La. voters to decide on constitutional amendment to make worship a “fundamental right”
BATON ROUGE, La. (WAFB) - Louisiana voters will get a chance next month to decide on one of the biggest pandemic controversies.
Amendment 2 on the upcoming ballot would declare the highest level of constitutional protection for the freedom to worship in a church or another place of worship, requiring courts to apply the strictest level of judicial review to challenges when government bodies restrict access.
If the amendment passes, the state government cannot shut down churches during times of emergencies. Instead, that choice would be left up to individual congregations.
During the height of the COVID pandemic when Gov. Edwards issued an emergency order to restrict all public gatherings statewide, including church services, Pastor Tony Spell made headlines when he refused to close his doors.
His legal battle made it to the Supreme Court, and now a potential change to the state’s constitution.
“It’s going prohibit anybody from closing churches in the state of Louisiana again,” said Spell. “You have the choice to stay home, you have the choice to come to church, but the Governor should’ve never had the ability and the power to say you cannot go.”

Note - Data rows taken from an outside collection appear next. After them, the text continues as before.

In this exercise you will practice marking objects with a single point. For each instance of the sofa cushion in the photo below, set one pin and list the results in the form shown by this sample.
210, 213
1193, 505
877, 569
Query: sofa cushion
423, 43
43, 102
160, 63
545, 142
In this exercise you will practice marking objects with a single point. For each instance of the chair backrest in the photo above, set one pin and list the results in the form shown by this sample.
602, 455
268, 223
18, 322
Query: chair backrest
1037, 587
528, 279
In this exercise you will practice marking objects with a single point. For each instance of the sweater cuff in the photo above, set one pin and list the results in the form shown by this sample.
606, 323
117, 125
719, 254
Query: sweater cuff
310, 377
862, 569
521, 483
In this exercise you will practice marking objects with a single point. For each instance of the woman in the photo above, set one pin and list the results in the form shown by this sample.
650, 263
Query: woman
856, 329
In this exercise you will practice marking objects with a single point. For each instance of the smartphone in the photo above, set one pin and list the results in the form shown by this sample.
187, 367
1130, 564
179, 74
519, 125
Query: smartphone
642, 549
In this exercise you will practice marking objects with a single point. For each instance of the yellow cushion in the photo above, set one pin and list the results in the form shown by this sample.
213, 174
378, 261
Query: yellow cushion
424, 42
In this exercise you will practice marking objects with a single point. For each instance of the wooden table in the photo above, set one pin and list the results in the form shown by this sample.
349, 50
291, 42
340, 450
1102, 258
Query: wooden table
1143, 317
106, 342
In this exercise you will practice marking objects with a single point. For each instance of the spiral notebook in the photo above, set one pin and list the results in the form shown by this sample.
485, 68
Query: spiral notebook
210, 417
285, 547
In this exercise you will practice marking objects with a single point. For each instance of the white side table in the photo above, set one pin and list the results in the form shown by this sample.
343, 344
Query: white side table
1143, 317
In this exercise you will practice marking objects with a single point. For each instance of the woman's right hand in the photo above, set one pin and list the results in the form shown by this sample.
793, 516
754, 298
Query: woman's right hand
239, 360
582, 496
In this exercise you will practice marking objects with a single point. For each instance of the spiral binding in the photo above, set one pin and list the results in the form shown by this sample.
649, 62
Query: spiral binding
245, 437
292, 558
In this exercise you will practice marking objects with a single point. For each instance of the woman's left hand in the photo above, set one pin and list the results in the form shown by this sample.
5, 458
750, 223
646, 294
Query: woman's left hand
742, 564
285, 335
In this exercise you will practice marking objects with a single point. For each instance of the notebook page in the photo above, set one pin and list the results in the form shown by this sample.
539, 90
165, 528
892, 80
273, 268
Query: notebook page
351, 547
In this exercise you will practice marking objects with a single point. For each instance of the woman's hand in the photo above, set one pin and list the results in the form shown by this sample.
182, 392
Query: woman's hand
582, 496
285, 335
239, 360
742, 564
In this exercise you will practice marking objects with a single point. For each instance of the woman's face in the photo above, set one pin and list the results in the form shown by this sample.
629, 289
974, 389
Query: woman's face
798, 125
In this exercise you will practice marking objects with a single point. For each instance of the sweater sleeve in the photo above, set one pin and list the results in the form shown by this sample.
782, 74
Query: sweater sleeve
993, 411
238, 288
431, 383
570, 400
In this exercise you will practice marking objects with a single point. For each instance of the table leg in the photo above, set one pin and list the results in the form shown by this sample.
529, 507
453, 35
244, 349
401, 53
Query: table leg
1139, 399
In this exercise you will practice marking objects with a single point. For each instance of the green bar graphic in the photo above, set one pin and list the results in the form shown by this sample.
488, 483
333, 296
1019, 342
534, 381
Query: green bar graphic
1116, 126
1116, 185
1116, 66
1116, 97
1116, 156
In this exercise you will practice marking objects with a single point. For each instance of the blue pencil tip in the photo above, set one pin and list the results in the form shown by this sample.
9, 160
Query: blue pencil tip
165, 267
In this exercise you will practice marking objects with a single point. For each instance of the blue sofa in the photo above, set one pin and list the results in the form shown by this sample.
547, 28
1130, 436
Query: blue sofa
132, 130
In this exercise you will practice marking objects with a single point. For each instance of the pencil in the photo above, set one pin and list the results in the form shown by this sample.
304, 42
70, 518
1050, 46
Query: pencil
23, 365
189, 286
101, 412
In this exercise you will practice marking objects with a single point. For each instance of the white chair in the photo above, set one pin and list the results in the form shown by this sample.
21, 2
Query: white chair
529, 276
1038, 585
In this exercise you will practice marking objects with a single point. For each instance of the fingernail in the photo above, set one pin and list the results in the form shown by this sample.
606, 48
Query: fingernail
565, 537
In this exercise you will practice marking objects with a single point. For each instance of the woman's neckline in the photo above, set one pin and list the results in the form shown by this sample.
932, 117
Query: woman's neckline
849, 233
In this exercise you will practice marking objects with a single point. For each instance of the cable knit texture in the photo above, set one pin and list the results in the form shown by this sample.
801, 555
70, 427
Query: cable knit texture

However, opponents believe that kind of decision should always rest with the governor as a means of public safety.
WAFB political analyst Jim Engster explained why some are pushing for people to vote no on the ballot.
“Worst case scenario, it would tie the hands of future governors in a crisis,” said Engster.
Engster said those same people are fighting for the new and future state leadership.
“We don’t really want our leaders to be hamstrung by laws that might not be wisest for the people,” said Engster.
Spell said he is prepared to accept any consequences that might come with the possible amendment.
“We’re willing to take any responsibility for any outbreaks,” said Spell. “Just give us the freedom that the constitution protects, and that’s endowed to us.”
Engster said the chances of another shutdown are slim, so we may never see this amendment in action, but he still called the vote important.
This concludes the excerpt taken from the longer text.